Wir das Aktionsbündnis „MVgida entgegentreten – Refugees welcome!“, haben aufgerufen, am heutigen Montag, dem 30. November in Boizenburg gegen den rassistischen Aufmarsch der Gruppierung „MVgida“ zu demonstrieren. Ziel war es ein klares Zeichen gegen den derzeit erstarkenden Rassismus in Deutschland zu setzen. Dieses Anliegen konnten wir aufgrund massiven behördlichen Entgegenwirkens in Boizenburg nur bedingt umsetzen. Trotz der Widrigkeiten kamen unserem Aufruf mehr als 160 Menschen aus Boizenburg, dem Umland und Hamburg nach.
„Trotz massiver Versuche der lokalen Behörden unser Anliegen zu erschweren, sehen wir die Demonstration in Boizenburg als Erfolg der beweist, dass es nötig, aber auch möglich ist, der rassistischen Hetze MVgidas entgegenzutreten.“, so Klara Steinke, die Pressesprecherin des Bündnisses. Steinke weiter: „Zuvor wurden die anreisenden Busse aus Hamburg zwei Stunden lang, unnötig an einer Landstraße aufgehalten. Unsere Demonstration verzögerte sich dadurch drastisch. Außerdem wurde uns spontan nur eine abseitige Route, weit vom Nazi-Aufzug entfernt zugestanden. Protest in Hör- und Sichtweite war somit nicht möglich.“ Dennoch resümiert Steinke: „Allein, dass wir heute mehr Protestierende auf den Straßen hatten, als MVgida mobilisieren konnte, bestärkt uns unseren Proteste fortzusetzen.
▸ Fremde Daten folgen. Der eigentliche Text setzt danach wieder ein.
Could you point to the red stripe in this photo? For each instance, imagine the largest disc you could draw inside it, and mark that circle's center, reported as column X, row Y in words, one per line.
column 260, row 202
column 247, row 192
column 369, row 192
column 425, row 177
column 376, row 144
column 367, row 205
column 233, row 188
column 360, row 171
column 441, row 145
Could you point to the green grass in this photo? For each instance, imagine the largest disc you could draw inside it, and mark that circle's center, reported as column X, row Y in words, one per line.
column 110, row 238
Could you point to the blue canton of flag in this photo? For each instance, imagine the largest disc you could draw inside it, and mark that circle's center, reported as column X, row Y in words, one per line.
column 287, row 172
Wir kommen wieder!“ Unser Versuch durch eine Demonstration gegen die rassistische Hetze MVgida’s zu protestieren wurde durch Behörden und Einsatztaktik der Polizei in einem nicht zu akzeptierenden Maße behindert. „Antifaschistischer und antirassistischer Protest wurde heute gezielt verunmöglicht, während der rassistische Aufmarsch erneut, von Polizeikräften nahezu unbegleitet, durch das abendliche Boizenburg ziehen konnte.“, so Steinke. Wie auf den vergangenen Aufmärschen dominierten aus den Reihen MVgida’s eindeutige Nazi Parolen wie „frei, sozial und national“, „Lügenpresse“ und „Wir sind das Volk“-Rufe. Auch waren führende NPD-Kader wie Thomas Wulff, Stefan Köster und Michael Grewe beteiligt. Wie PressevertreterInnen berichten, konnte ihre Arbeit auch diesmal nicht polizeilich geschützt werden.
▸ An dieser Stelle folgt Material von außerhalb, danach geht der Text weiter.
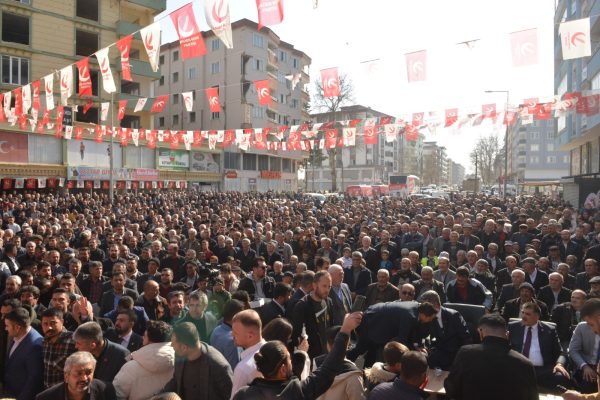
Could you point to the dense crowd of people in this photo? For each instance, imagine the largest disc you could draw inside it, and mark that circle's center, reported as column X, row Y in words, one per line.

Seit Beginn der MVgida-Aufmärsche im Januar 2015 gab es in Boizenburg diverse rechte Veranstaltungen und einen Brandanschlag auf die hergerichtete Unterbringung für 40 Geflüchtete. Dass die rechte Hetze bis heute fälschlich zu demokratischer Kritik „besorgter Bürger“ verklärt wird, liegt unserer Meinung nach auch an der fatalen Polizei- und Behördenstrategie des Landes Mecklenburg-Vorpommern. Diese kriminalisiert Gegenproteste und legitimiert die zum Teil gewalttätigen Aufmärsche MVgida’s, durch polizeiliche Abwesenheit faktisch als friedlichen bürgerlichen Protest. Das halten wir für fatal. Die zahlreichen rassistischen Aufmärsche in letzter Zeit befördern ganz klar körperliche Gewalt gegen Flüchtlinge und die zunehmende Zahl von Brandanschlägen auf deren Unterbringungen. Deshalb fordern wir: Schluss mit der rassistischen Hetze Mvgida’s – Solidarität mit allen Geflüchteten!